On her fifteen-minute break (pretty much all she was allowed during her shift), Haruko would sit at a table where she could gaze at the rollercoasters within her visual range, whipping around their courses in total silence, as though she had entered some warped dimension. There was even one day, as she pecked disinterestedly at her tamago sando, when Katy Perry’s “Chained to the Rhythm” played while she watched the “non-screamers.” Clearly, there was no awareness on the “DJ’s” part that the music video takes place in a twistedly “normal” theme park where everyone retreats to blithely ignore reality. One of the “rides” in the video is a glorified hamster wheel that people can run on until they stumble and fall off. A foreshadowing of how the hamster-humans of the world would be forced to cease running on their own little wheels while the world stopped to accommodate the need for a sudden mass quarantine. And yet, it didn’t seem to want to stop long enough to truly “take stock” and reassess priorities. The corporations and their shills could hardly wait to return to “doing business as usual.” But things would never really be usual again, not if anyone was being honest with themselves. Then again, no one was—hence, this ability to pretend that it was all fine, “just as before.” Even as they clamped their mouths shut to keep from screaming. Though they all wanted nothing more than to do just that. To let out that suppressed, internal scream they had all been holding in for years as adults forced to endure the rigmarole of an existence where everything and everyone is treated as capital. Even after seeing the collective health-damaging effects it caused as never before.

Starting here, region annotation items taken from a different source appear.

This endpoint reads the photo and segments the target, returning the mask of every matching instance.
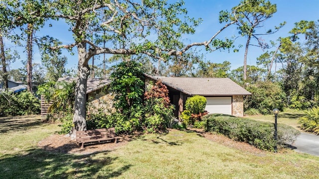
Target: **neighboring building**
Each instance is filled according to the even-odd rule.
[[[160,80],[167,87],[171,103],[175,107],[176,117],[183,111],[187,98],[195,95],[206,97],[205,109],[209,114],[242,117],[244,96],[252,95],[228,78],[164,77],[147,74],[145,76],[146,86],[149,85],[150,80]]]
[[[71,82],[76,80],[76,78],[60,78],[58,79],[58,82]],[[108,79],[88,78],[86,89],[87,101],[92,102],[96,106],[108,105],[108,107],[112,108],[113,98],[112,93],[109,90],[109,85],[110,83],[111,80]],[[41,115],[46,115],[50,105],[50,103],[46,103],[44,98],[41,98]]]

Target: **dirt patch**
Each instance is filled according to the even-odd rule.
[[[236,149],[250,154],[254,154],[258,156],[266,155],[267,152],[258,149],[247,143],[234,141],[222,135],[212,134],[204,132],[202,129],[190,129],[189,130],[195,132],[199,136],[203,137],[209,140],[218,144]]]
[[[96,152],[112,151],[114,149],[126,145],[132,140],[129,137],[123,137],[115,143],[112,141],[104,143],[88,144],[81,149],[75,140],[71,140],[63,135],[54,134],[40,141],[37,146],[44,150],[60,153],[79,153],[88,154]]]
[[[202,130],[190,129],[190,130],[197,133],[200,136],[207,140],[223,145],[228,147],[236,149],[241,151],[256,155],[264,155],[266,152],[258,149],[248,144],[235,141],[226,137],[220,135],[205,133]],[[118,140],[117,143],[113,142],[90,144],[83,149],[81,148],[75,141],[71,140],[69,137],[63,135],[55,134],[49,136],[38,143],[38,146],[44,150],[53,152],[74,154],[78,153],[88,154],[96,152],[112,151],[116,148],[125,145],[132,141],[134,137],[126,136]]]

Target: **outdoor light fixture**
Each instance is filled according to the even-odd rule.
[[[277,152],[277,115],[279,113],[279,110],[275,108],[273,112],[275,114],[275,152]]]

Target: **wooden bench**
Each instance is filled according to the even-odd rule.
[[[76,131],[76,142],[82,145],[81,148],[84,147],[84,143],[93,142],[100,142],[104,141],[114,140],[116,143],[117,137],[115,134],[115,128],[103,128],[86,131]]]

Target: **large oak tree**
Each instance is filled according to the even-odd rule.
[[[194,46],[204,46],[211,51],[232,46],[231,40],[224,41],[216,38],[221,31],[237,20],[231,19],[231,13],[227,11],[221,12],[220,22],[224,24],[210,39],[184,44],[183,35],[194,33],[195,27],[201,20],[187,16],[182,1],[168,4],[164,0],[144,0],[139,2],[130,0],[56,0],[47,5],[49,11],[55,12],[48,16],[64,19],[74,39],[74,43],[51,49],[77,48],[78,74],[71,137],[74,137],[75,131],[86,128],[86,93],[90,70],[88,62],[93,56],[102,53],[142,54],[164,61],[171,56],[182,56]],[[102,45],[104,41],[106,47]]]

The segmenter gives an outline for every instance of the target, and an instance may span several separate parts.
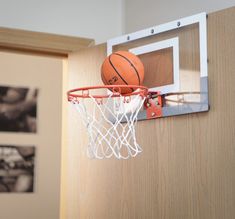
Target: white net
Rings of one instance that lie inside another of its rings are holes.
[[[113,97],[111,92],[102,99],[88,96],[70,100],[87,129],[88,157],[128,159],[139,154],[142,149],[136,141],[135,125],[145,97]]]

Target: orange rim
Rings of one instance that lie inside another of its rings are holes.
[[[121,88],[133,88],[133,89],[139,89],[137,91],[134,91],[132,93],[127,93],[127,94],[121,94]],[[102,85],[102,86],[90,86],[90,87],[81,87],[81,88],[76,88],[69,90],[67,92],[68,96],[68,101],[72,101],[74,98],[108,98],[110,95],[90,95],[89,91],[90,90],[96,90],[96,89],[108,89],[112,91],[111,97],[128,97],[128,96],[133,96],[133,95],[140,95],[143,97],[147,97],[148,95],[148,88],[144,86],[138,86],[138,85]],[[79,93],[80,92],[80,93]]]

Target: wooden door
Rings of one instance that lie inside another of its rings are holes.
[[[209,14],[210,111],[141,121],[140,156],[90,160],[73,109],[63,153],[62,218],[235,218],[235,7]],[[106,46],[73,53],[68,87],[101,84]]]

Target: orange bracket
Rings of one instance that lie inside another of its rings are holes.
[[[163,98],[160,92],[154,92],[154,95],[157,95],[157,97],[152,98],[152,95],[150,95],[145,103],[147,119],[162,117]]]

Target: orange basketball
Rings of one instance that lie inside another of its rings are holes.
[[[144,65],[131,52],[118,51],[108,56],[101,67],[101,78],[106,85],[142,85]],[[122,88],[121,93],[131,93],[134,89]]]

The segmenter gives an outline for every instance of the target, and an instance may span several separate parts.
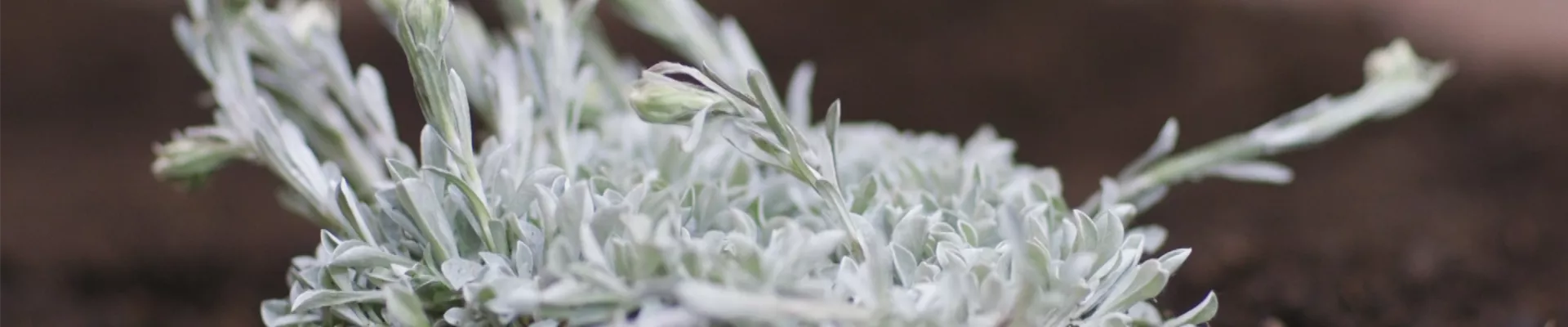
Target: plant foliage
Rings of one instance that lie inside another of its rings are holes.
[[[1361,90],[1250,132],[1174,152],[1167,121],[1071,208],[988,127],[840,123],[840,102],[811,121],[814,68],[775,88],[740,25],[691,0],[605,3],[691,63],[646,69],[612,52],[594,0],[506,0],[502,30],[445,0],[368,3],[408,57],[417,148],[332,2],[190,0],[174,20],[215,123],[155,146],[154,173],[256,164],[321,226],[267,325],[1195,325],[1218,302],[1156,310],[1192,252],[1127,228],[1138,211],[1198,178],[1289,182],[1262,157],[1402,115],[1452,74],[1396,41]]]

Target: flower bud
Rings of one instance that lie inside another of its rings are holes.
[[[245,148],[216,137],[176,137],[154,145],[157,159],[152,175],[160,181],[199,182],[232,159],[245,156]]]
[[[660,74],[643,74],[643,79],[632,83],[627,99],[637,110],[637,116],[655,124],[685,124],[702,110],[734,113],[729,102],[718,93]]]
[[[445,0],[408,0],[403,5],[403,22],[398,24],[403,35],[398,38],[409,38],[408,41],[417,46],[441,42],[450,11],[452,3]]]

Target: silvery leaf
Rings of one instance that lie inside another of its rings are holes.
[[[381,297],[386,300],[386,314],[390,321],[408,327],[430,327],[423,302],[408,286],[387,285],[381,288]]]
[[[478,280],[483,272],[483,264],[464,258],[452,258],[447,263],[441,263],[441,275],[445,277],[447,286],[452,289],[459,289]]]
[[[310,289],[290,300],[289,311],[315,310],[329,305],[379,302],[381,294],[373,291],[325,291]]]
[[[1264,160],[1223,164],[1209,168],[1203,175],[1225,178],[1231,181],[1264,182],[1264,184],[1290,184],[1290,179],[1295,179],[1295,173],[1290,171],[1290,167]]]
[[[309,325],[320,322],[317,314],[290,313],[287,300],[263,300],[262,324],[267,327]]]
[[[1138,159],[1132,160],[1127,168],[1116,175],[1120,179],[1131,179],[1134,175],[1140,173],[1145,167],[1154,160],[1163,159],[1171,151],[1176,149],[1176,134],[1179,127],[1176,126],[1176,118],[1165,119],[1165,126],[1160,126],[1159,137],[1154,138],[1154,145],[1143,152]],[[1142,208],[1142,206],[1140,206]]]
[[[370,245],[354,245],[340,247],[336,253],[332,253],[332,263],[328,266],[365,269],[389,267],[392,264],[412,266],[414,261]]]
[[[1167,319],[1163,327],[1203,324],[1207,322],[1209,319],[1214,319],[1214,314],[1217,314],[1218,311],[1220,311],[1220,299],[1217,299],[1214,292],[1209,292],[1209,296],[1203,297],[1203,302],[1198,302],[1198,307],[1187,310],[1187,313],[1182,313],[1181,316]]]

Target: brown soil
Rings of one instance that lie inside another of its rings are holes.
[[[169,36],[182,2],[66,3],[11,3],[0,19],[0,316],[257,324],[257,300],[285,294],[281,272],[315,233],[278,209],[260,170],[237,167],[193,193],[147,173],[154,141],[210,121]],[[1554,52],[1565,30],[1496,13],[1438,28],[1454,20],[1416,17],[1463,11],[1352,0],[715,3],[740,16],[778,74],[815,60],[817,101],[844,97],[848,119],[956,134],[994,123],[1022,160],[1062,168],[1074,198],[1167,116],[1182,121],[1182,145],[1247,129],[1353,90],[1363,55],[1408,35],[1461,68],[1428,105],[1281,157],[1295,184],[1185,186],[1146,215],[1170,228],[1170,247],[1196,250],[1160,303],[1187,308],[1214,289],[1215,325],[1568,318],[1568,237],[1555,236],[1568,231],[1568,55]],[[343,6],[351,58],[383,69],[403,130],[417,130],[397,46],[361,2]],[[670,58],[615,30],[644,61]]]

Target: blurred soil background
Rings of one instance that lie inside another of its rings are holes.
[[[1416,112],[1281,157],[1284,187],[1178,187],[1142,222],[1193,247],[1160,303],[1220,294],[1214,325],[1568,322],[1568,5],[1551,0],[706,2],[775,75],[818,64],[847,119],[969,135],[993,123],[1082,200],[1181,119],[1182,148],[1361,83],[1396,36],[1458,75]],[[489,2],[478,3],[491,8]],[[419,113],[401,52],[342,2],[350,58]],[[0,11],[5,325],[259,325],[315,230],[234,167],[190,193],[151,145],[207,124],[177,0],[8,2]],[[673,58],[612,24],[619,50]],[[406,135],[411,137],[411,135]]]

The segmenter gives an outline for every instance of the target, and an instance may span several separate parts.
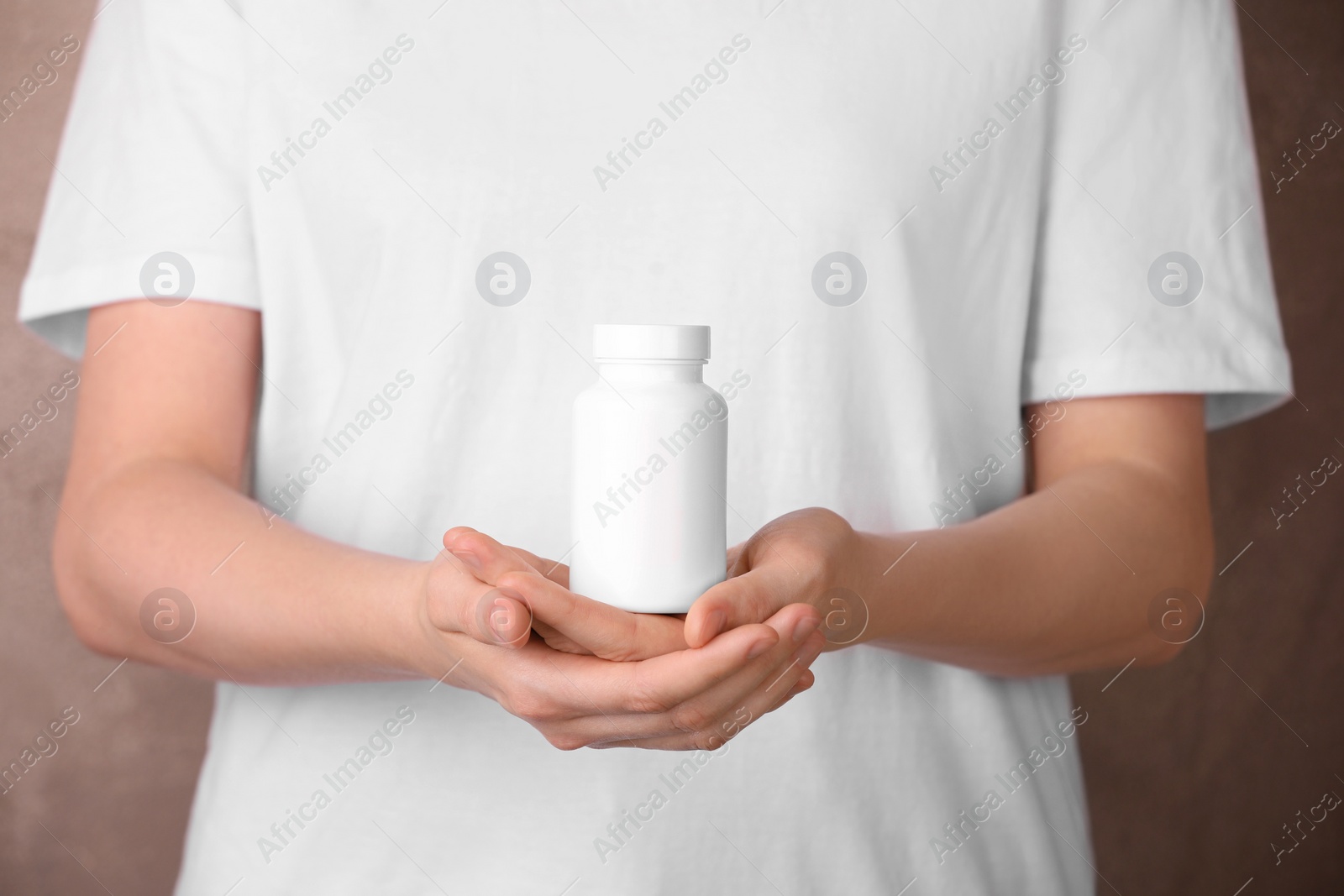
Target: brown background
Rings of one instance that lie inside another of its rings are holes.
[[[62,35],[82,40],[93,11],[0,0],[0,86]],[[1301,403],[1211,438],[1218,568],[1250,547],[1216,579],[1199,637],[1171,665],[1074,681],[1090,711],[1081,731],[1102,893],[1344,892],[1344,811],[1277,866],[1270,849],[1324,791],[1344,795],[1344,480],[1279,529],[1269,509],[1327,454],[1344,459],[1344,140],[1278,195],[1267,176],[1325,118],[1344,124],[1344,4],[1242,0],[1239,19]],[[70,367],[12,321],[52,177],[42,153],[55,159],[73,75],[62,69],[0,124],[3,427]],[[168,893],[211,689],[137,664],[103,682],[117,662],[71,635],[47,563],[58,509],[42,492],[60,493],[70,422],[66,403],[0,461],[0,764],[65,707],[79,712],[59,752],[0,797],[0,891]]]

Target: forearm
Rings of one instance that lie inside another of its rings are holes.
[[[427,563],[304,532],[187,463],[146,461],[67,492],[56,584],[81,638],[211,678],[316,684],[437,676],[418,618]],[[172,587],[196,623],[176,643],[141,629]],[[445,669],[446,670],[446,666]]]
[[[964,525],[860,533],[856,553],[843,583],[867,604],[866,641],[1005,676],[1169,658],[1148,607],[1173,587],[1203,599],[1212,564],[1203,481],[1124,462]]]

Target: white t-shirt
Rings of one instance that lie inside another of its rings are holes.
[[[78,355],[156,279],[259,309],[255,493],[349,544],[564,555],[594,322],[708,324],[706,380],[746,380],[731,543],[1012,501],[1027,402],[1219,426],[1290,390],[1222,1],[120,0],[85,55],[22,318]],[[814,670],[712,755],[560,752],[429,681],[220,684],[177,892],[1093,891],[1103,707]]]

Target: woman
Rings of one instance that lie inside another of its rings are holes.
[[[106,5],[20,316],[71,623],[219,681],[177,892],[1090,892],[1063,676],[1179,650],[1290,388],[1234,26]],[[684,621],[558,563],[606,321],[739,384]]]

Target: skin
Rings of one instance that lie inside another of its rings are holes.
[[[1203,598],[1211,574],[1199,396],[1070,402],[1034,439],[1034,492],[965,525],[780,517],[683,619],[575,595],[563,566],[472,529],[426,563],[262,513],[242,493],[257,312],[120,302],[90,312],[87,344],[54,541],[62,604],[94,650],[211,678],[442,678],[559,748],[704,750],[812,685],[808,666],[839,647],[817,630],[837,587],[855,595],[845,618],[866,619],[853,643],[1032,676],[1171,658],[1148,604],[1168,587]],[[175,645],[140,627],[164,586],[198,614]]]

Yet it was as though observing the aftermath of this way of life somehow antithetically confirmed people’s commitment to “staying the course” with it. Even Haruko couldn’t be one to judge, for here she was, participating in the same system all over again with little resistance. She felt like she had no will of her own. That she was just a prisoner to a system that couldn’t be avoided unless you were so destitute as to be totally irrelevant, like refugees or starving children in Africa. Sure, everyone knew they existed, but they remained invisible within the system that kept them out of it because they couldn’t pay to play. Sometimes Haruko liked the fact that she only had a fifteen-minute break. It gave her less time to think too deeply before reentering the haunted house, abandoning her visions of the silent “non-screamers”—even if they still haunted her nightmares with far more efficacy than she could ever haunt the fake mansion she was paid poorly to inhabit for four to six hours a day.